You can (kind of) run Django in subinterpreters

In November of 2023 cpython core developer Anthony Shaw wrote about sub-interpreters in his post: Running Python Parallel Applications with Sub Interpreters. In there, he previewed the ongoing development for subinterpreters and highlighted his attempt to run web applications in a subinterpreter.

Anthony conclude his post having adapted hypercorn to run with subinterpreters and managing to run FastAPI and Flask applications. He notably couldn't run Django due to the standard library's own datetime module.

It has now been 2 and half years and a lot has changed. Both concurrent.interpreters and free-threading have seen official releases, with subinterpreters especially seeing a lot of changes w.r.t the Python interface.

Continuing the Work

So I decided to give it a try myself. Since enough had changed since Anthony's implementation, I did much of the code changes from scratch.

This turns out to be surprisingly simple, as we have a much better Python interface for interpreters in in Python 3.14.

Sharing Sockets

In the original multiprocessing version, hypercorn shares the same set of sockets between all the worker processes. The processes will all consume this set of sockets thereby distributing requests.

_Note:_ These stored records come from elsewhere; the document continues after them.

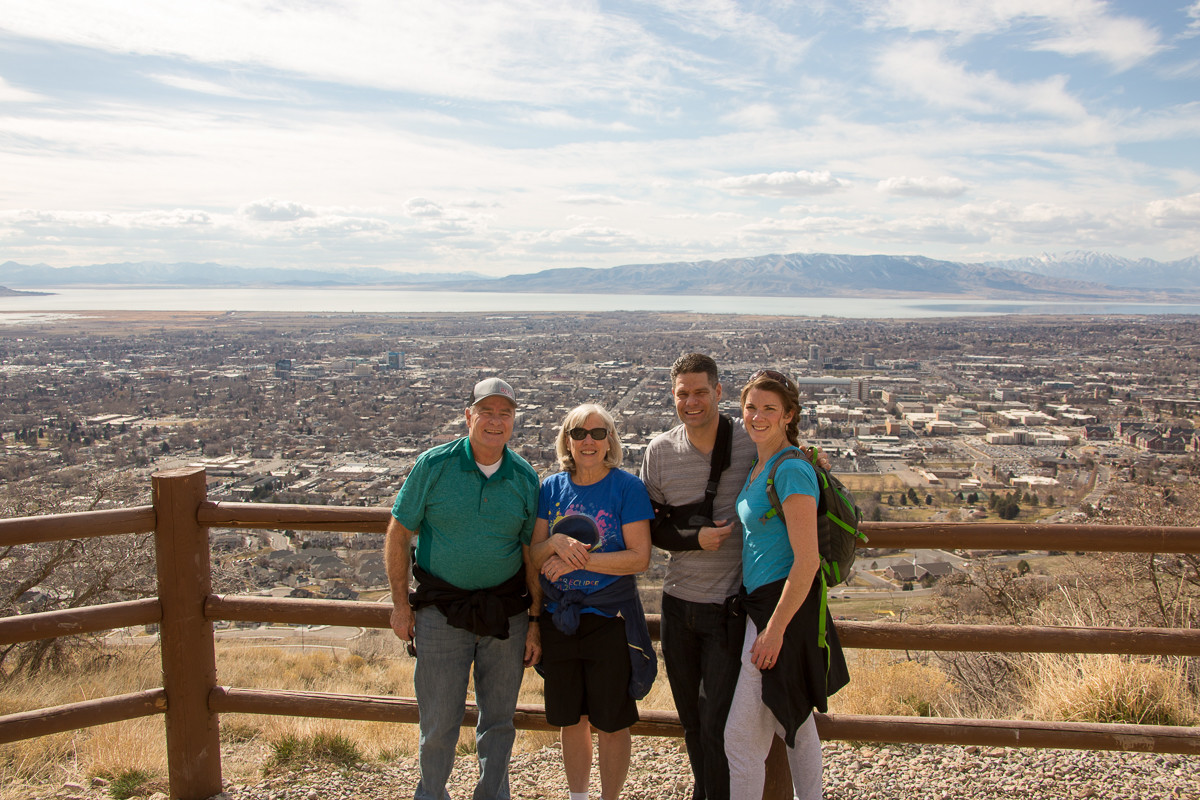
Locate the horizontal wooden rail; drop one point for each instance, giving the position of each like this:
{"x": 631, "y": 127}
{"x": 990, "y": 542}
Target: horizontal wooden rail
{"x": 1017, "y": 638}
{"x": 1011, "y": 733}
{"x": 880, "y": 636}
{"x": 69, "y": 621}
{"x": 1013, "y": 536}
{"x": 41, "y": 722}
{"x": 84, "y": 524}
{"x": 994, "y": 733}
{"x": 270, "y": 516}
{"x": 297, "y": 611}
{"x": 225, "y": 699}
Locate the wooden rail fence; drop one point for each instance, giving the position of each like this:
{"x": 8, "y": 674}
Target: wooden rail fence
{"x": 191, "y": 701}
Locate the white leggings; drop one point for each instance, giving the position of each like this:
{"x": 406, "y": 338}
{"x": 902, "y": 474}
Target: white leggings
{"x": 749, "y": 731}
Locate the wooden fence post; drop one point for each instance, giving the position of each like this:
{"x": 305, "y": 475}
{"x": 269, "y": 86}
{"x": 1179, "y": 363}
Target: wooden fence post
{"x": 189, "y": 651}
{"x": 778, "y": 785}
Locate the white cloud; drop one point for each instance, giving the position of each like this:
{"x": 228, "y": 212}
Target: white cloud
{"x": 593, "y": 199}
{"x": 1068, "y": 26}
{"x": 907, "y": 186}
{"x": 922, "y": 70}
{"x": 567, "y": 121}
{"x": 754, "y": 116}
{"x": 1176, "y": 212}
{"x": 781, "y": 184}
{"x": 10, "y": 94}
{"x": 495, "y": 50}
{"x": 1194, "y": 17}
{"x": 421, "y": 206}
{"x": 271, "y": 210}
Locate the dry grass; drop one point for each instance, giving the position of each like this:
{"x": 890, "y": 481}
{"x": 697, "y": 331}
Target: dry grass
{"x": 1104, "y": 689}
{"x": 1087, "y": 687}
{"x": 882, "y": 684}
{"x": 103, "y": 750}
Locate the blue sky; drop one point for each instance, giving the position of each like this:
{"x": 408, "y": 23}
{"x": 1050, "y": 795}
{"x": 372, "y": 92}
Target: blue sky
{"x": 511, "y": 137}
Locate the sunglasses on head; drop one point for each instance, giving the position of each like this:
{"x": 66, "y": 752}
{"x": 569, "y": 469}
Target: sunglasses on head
{"x": 771, "y": 373}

So we will need to do the same thing here as well. Sockets out of the box can be shared between a parent process and any of its sub-processes but that's not the case for sub-interpreters.

In my previous blog post I came to realise that we can just rely on pickle to do a lot of the message passing so long as we understand what actual information is being serialised. We can do the same here, in fact, Python lets you to customise what state is passed to the pickle (de)serialiser via __getstate__ and __setstate__:

class Sockets:
    secure_sockets: list[socket.socket]
    insecure_sockets: list[socket.socket]
    quic_sockets: list[socket.socket]

    def __getstate__(self):
        """Prepares the socket for transport."""
        return {
            "secure_sockets": [
                {
                    "fd": sock.fileno(),
                    "family": sock.family,
                    "type": sock.type,
                    "proto": sock.proto,
                }
                for sock in self.secure_sockets
            ],
            "insecure_sockets": [
                {
                    "fd": sock.fileno(),
                    "family": sock.family,
                    "type": sock.type,
                    "proto": sock.proto,
                }
                for sock in self.insecure_sockets
            ],
            "quic_sockets": [
                {
                    "fd": sock.fileno(),
                    "family": sock.family,
                    "type": sock.type,
                    "proto": sock.proto,
                }
                for sock in self.quic_sockets
            ],
        }

    def __setstate__(self, state):
        """Reconstructs the socket in the new interpreter."""
        for key, socks in state.items():
            setattr(
                self,
                key,
                [
                    socket.fromfd(raw["fd"], raw["family"], raw["type"], raw["proto"])
                    for raw in socks
                ],
            )

Simply, this extracts the enough metadata of the socket (e.g. file descriptor number) to pass to the sub-interpreter. The sub-interpreter then calls socket.fromfd to rebuild the socket in the interpreter.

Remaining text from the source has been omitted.